Earning a Reader's Trust


When we read something, anything, we want to know that we can trust the author. If we trust that the author knows what they're doing, we'll give them more grace when they make "mistakes" like using unnecessary adverbs or telling when they should be showing. We trust that eventually they'll explain whatever we don't understand.

If we don't trust the author, those mistakes will stick out like they were written in sparkly red ink. If we don't understand something right away, rather than say, "I'm sure that's there for a good reason," we say, "That's stupid. It doesn't make any sense."

But trust is hard to come by, and worse, it's subjective.

We trust authors whose work we've read and liked before. We trust authors sold at Barnes & Noble more than self-pubbed authors peddling their works online. We trust authors recommended by friends.

We trust authors that we know personally. This is why referrals work. This is why agents and editors are nicer if you've met them in person. This is also why it's so hard to get honest criticism of our work, and why agents don't care if your mom and ten of your best friends said the manuscript was "better than J.K. Rowling."

So if you're unpublished, unknown, and you don't know the reader personally, how do you get the reader to trust you? All you've got left, then, is your first impression.

Your first impression is your first sentence, first paragraph, first page, and in many cases, your query letter. This is why it's so important. It's not that the agent/editor won't read on if they suck, it's that they decide -- often subconsciously -- whether you're an amateur or professional based on the first thing they read. Everything they read afterward is colored by that.

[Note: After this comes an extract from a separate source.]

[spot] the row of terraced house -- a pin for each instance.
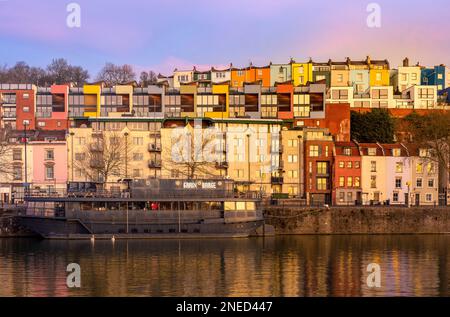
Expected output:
(284, 130)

If they see amateur mistakes straight off, then the fancy prose they see later might be seen as "trying too hard" or at best "potential." On the other hand, if they decide they're in the hands of a soon-to-be professional, then occasional sloppy prose they see later might be interpreted as "mistakes I can help them fix."

So don't tell them what your mom and ten best friends thought. Don't tell them you're the next Stephanie Meyer. Don't infodump. Don't try to describe every single character and subplot in a 250-word query.

Do find a critique group. Do read Nathan Bransford's comprehensive FAQ on publishing and getting published. Do read as many of the posts as you can at Query Shark, Evil Editor, Miss Snark, and any number of other agents' and editors' blogs around the web. Do whatever it takes to find out what first impression you're making.

Then make a better one.


Susan Kaye Quinn said...

Such very good advice! This is one reason I think face-to-face crit groups, or reading to your target audience, (while horrifically scary) can be a great thing. Sometimes, you can tell much better in-person what someone's reaction to your work is (regardless of what they actually say to your face). Are they captivated? Are they playing with their pencils? Do they have a dreamy look, already lost in your story?

Capturing a reader is tough work, but it's what both reader and write want to happen. :)

Matthew MacNish said...

Amen. I often talk about how much it matters to to come across in such a way that people will want to like your work. You just said it far better than I.

A.L. Sonnichsen said...

Very, very true, Adam. I never thought about it this way. I guess one of the reasons I give up on certain books is because I don't trust the author ... hmmm. Something they wrote in those first pages made me doubt their capabilities. I never thought about myself as untrusting before! I think I'm just scared of wasting my time!


Keriann Greaney Martin said...

Sparkly red ink doesn't sound so bad because it has SPARKLES. (I know, I'm easily amused.) I agree that having a solid critique group is essential before submitting something to an agent. Almost nothing is perfect the first time through, or even without another opinion.

If I haven't said this before, I'll say it now. You're blog is full of awesome :).